Open Romeo1-1 opened 2 years ago
I am traveling, it will be a couple of days before I will be able to look in detail at the first queries.
Do note the message in the main README, development of linCNV stopped when 10x discontinued their scCNV platform, some things are not stable and we won't be fixing anything at this point, unfortunately (truly, we'd love to have the platform back!). .
The manifest flatfile is from our core facility, you probably won't have one, I don't remember the details of what columns it would require to make your own.
No problem ! I totally understand. I'm trying to get results from samples that were analysed a year ago, but the fact that 10x discontinued the platform truly makes it harder ! And compared to scRNAseq I find overall that the packages are less "user-friendly" (I'm not criticizing your pipeline which I find user-friendly)
And what part of the pipeline are not working ? I probably won't need the "crosstable option", getting a cell x bin matrix will already be perfect for me right now
Thank you in advance
Thanks for your patience. Below I copy option sets that ran without error the last time I used linCNV (earlier in 2022) for the bin and analyze actions. Those are the only actions I have used recently in our work - anything else I cannot vouch for its working/non-working state.

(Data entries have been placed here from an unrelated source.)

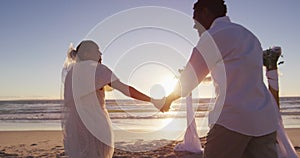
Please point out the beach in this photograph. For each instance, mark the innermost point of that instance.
(29, 144)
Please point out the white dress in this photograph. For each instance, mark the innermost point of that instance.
(86, 124)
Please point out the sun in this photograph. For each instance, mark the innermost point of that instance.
(168, 83)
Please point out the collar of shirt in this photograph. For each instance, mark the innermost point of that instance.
(220, 20)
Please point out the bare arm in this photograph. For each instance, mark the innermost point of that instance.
(130, 91)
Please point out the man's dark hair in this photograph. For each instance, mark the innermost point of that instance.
(217, 7)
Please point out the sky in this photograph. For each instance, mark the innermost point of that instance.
(35, 36)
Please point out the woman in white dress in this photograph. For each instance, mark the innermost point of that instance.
(86, 124)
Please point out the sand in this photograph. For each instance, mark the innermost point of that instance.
(49, 144)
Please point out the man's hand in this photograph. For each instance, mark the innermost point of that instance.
(158, 103)
(163, 104)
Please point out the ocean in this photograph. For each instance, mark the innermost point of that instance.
(134, 119)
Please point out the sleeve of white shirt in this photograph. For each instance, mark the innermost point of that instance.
(194, 72)
(203, 59)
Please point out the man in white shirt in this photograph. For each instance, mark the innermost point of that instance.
(243, 121)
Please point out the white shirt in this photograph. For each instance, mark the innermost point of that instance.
(233, 56)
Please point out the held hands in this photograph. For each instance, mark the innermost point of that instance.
(163, 104)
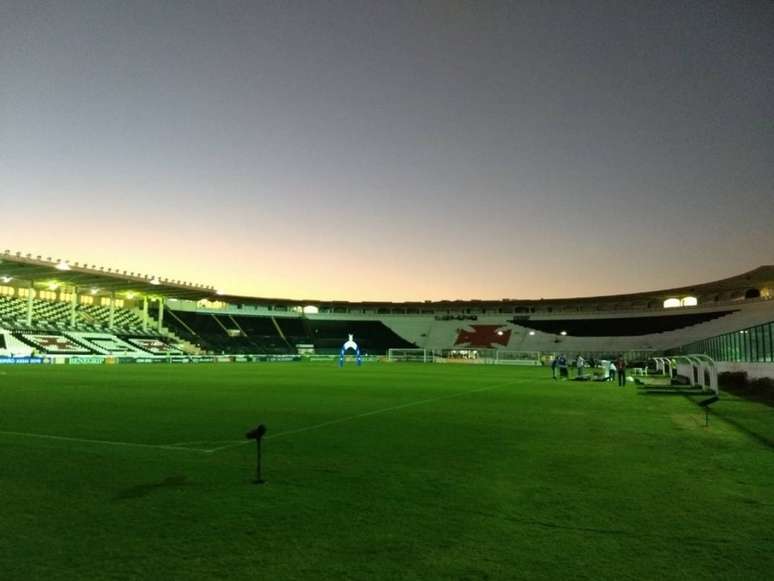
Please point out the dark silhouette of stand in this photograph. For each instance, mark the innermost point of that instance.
(257, 435)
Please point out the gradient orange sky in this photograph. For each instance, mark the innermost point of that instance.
(392, 150)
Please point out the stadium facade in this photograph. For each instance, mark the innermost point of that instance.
(59, 310)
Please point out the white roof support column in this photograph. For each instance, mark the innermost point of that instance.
(30, 293)
(73, 305)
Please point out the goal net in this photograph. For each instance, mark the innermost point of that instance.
(410, 355)
(466, 355)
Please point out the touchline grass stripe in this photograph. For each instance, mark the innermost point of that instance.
(102, 442)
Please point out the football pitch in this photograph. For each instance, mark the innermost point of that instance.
(388, 471)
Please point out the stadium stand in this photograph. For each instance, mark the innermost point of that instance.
(374, 337)
(90, 310)
(620, 326)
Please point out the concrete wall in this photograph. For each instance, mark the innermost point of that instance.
(753, 370)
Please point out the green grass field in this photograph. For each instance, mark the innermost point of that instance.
(389, 471)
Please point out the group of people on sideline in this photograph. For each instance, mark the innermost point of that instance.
(611, 370)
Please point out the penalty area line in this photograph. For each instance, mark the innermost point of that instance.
(103, 442)
(237, 443)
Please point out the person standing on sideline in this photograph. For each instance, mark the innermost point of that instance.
(621, 365)
(562, 367)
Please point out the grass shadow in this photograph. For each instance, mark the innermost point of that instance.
(142, 490)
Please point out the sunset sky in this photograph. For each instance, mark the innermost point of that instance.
(392, 150)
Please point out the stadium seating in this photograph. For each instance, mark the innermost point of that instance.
(373, 337)
(227, 334)
(620, 326)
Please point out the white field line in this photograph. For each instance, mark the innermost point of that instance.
(237, 443)
(103, 442)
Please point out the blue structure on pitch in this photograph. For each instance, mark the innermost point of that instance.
(350, 344)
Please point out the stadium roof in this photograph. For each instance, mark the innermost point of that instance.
(47, 270)
(761, 277)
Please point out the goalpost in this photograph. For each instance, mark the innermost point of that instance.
(465, 355)
(410, 355)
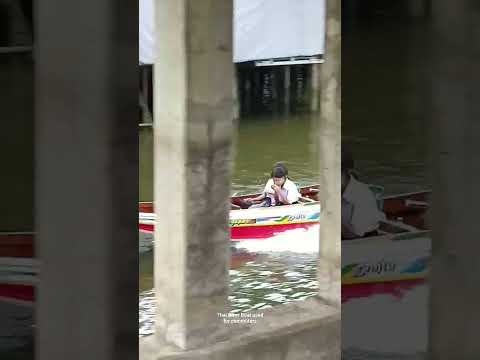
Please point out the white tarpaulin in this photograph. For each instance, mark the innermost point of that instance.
(146, 31)
(263, 29)
(269, 29)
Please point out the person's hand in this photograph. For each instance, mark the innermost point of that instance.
(275, 187)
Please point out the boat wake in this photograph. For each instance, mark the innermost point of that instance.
(301, 241)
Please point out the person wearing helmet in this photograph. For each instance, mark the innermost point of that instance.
(279, 190)
(360, 214)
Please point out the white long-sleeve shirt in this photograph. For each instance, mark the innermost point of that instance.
(289, 189)
(360, 213)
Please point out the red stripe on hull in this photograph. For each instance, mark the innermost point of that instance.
(262, 232)
(145, 227)
(17, 292)
(394, 288)
(249, 232)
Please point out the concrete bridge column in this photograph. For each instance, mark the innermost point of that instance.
(86, 179)
(455, 175)
(194, 112)
(329, 143)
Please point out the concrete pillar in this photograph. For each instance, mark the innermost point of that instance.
(286, 87)
(194, 110)
(455, 175)
(86, 179)
(314, 87)
(329, 142)
(16, 142)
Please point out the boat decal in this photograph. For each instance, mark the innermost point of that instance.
(384, 271)
(269, 218)
(314, 216)
(416, 266)
(237, 222)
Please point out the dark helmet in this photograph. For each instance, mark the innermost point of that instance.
(347, 159)
(279, 170)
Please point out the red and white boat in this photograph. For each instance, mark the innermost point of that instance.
(18, 268)
(257, 223)
(397, 258)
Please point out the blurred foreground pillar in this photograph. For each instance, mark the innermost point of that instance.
(193, 128)
(329, 142)
(455, 175)
(86, 179)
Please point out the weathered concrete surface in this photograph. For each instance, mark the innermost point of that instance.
(307, 330)
(455, 174)
(329, 143)
(194, 125)
(86, 180)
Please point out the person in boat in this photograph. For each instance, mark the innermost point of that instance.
(279, 190)
(360, 214)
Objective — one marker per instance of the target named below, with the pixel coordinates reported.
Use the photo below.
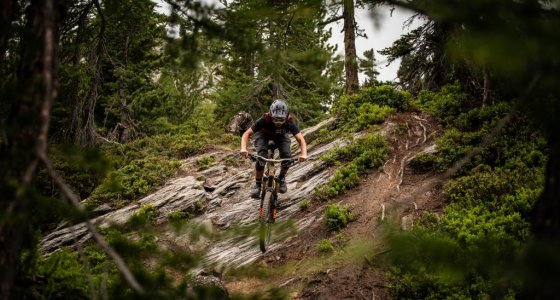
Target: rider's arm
(302, 146)
(245, 141)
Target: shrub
(370, 106)
(204, 162)
(447, 104)
(325, 246)
(364, 153)
(336, 217)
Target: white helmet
(279, 109)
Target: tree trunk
(546, 213)
(27, 132)
(350, 58)
(77, 102)
(7, 14)
(88, 134)
(125, 130)
(485, 86)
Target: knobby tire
(266, 220)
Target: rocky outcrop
(219, 194)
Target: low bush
(467, 251)
(363, 154)
(337, 217)
(325, 246)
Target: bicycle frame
(269, 195)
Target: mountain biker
(273, 125)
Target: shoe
(256, 191)
(283, 187)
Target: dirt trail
(309, 274)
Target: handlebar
(258, 157)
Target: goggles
(278, 121)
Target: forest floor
(352, 270)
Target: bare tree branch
(121, 265)
(331, 20)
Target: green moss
(325, 246)
(363, 154)
(337, 217)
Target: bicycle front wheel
(266, 220)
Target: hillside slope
(214, 187)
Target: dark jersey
(265, 126)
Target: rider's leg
(261, 144)
(284, 144)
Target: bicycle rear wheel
(266, 219)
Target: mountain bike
(269, 195)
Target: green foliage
(363, 154)
(325, 246)
(337, 217)
(447, 104)
(298, 66)
(65, 276)
(205, 162)
(370, 106)
(468, 250)
(147, 214)
(144, 164)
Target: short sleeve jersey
(265, 126)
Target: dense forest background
(100, 100)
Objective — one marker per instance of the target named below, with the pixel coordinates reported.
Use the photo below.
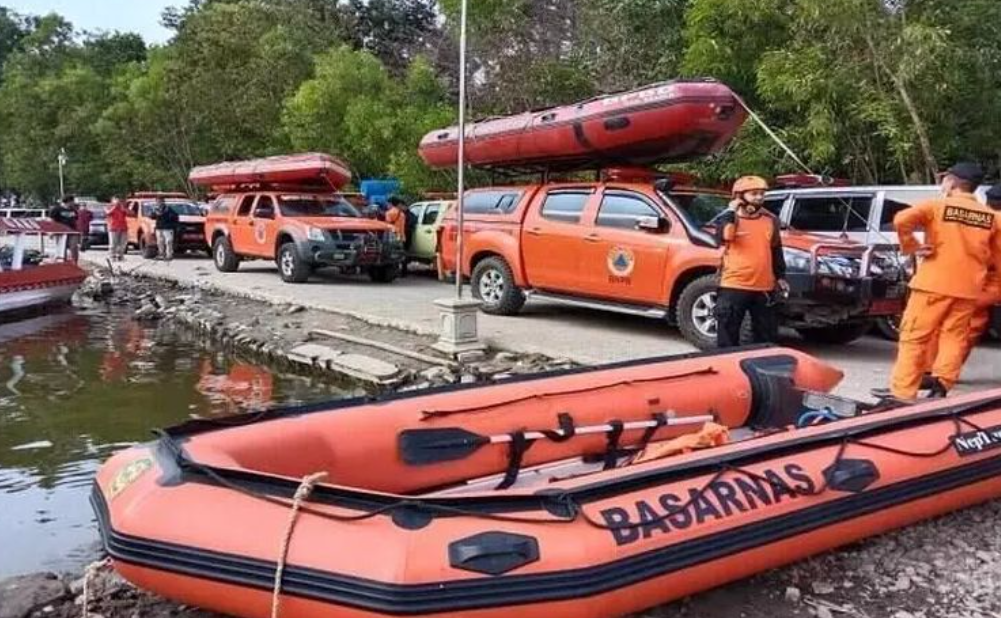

The error you are getting is a file check error. The check function is apparently not getting any value for the file name when checking a file option. My guess is that an option specification was missing or malformed (perhaps by you, perhaps in the programming). Suggestions to rectify it would be to check all options and paths. Also, try using long-form option names. Sorry if this is our bug, but see the "not stable" disclaimer! I do know the program will run the bin and analyze actions if everything is set.
Regarding the file requirements - as long as you had a BED format file with spans and score columns, I think it should work. README.md says "The size of bins in these files is not important, e.g. 1 kb bins". I haven't reviewed the code recently, but the eventual bins used for scanning the genome coverage are larger than 1kb, so it is presumably aggregating the GC and mappability scores over the bins based on the matching BED file rows (e.g. bedtools intersect).
Here is a bit of info on the files we use. They are bigger than I would want to add to this git repo, but if this is where you get stuck we could figure out a way to get them to you.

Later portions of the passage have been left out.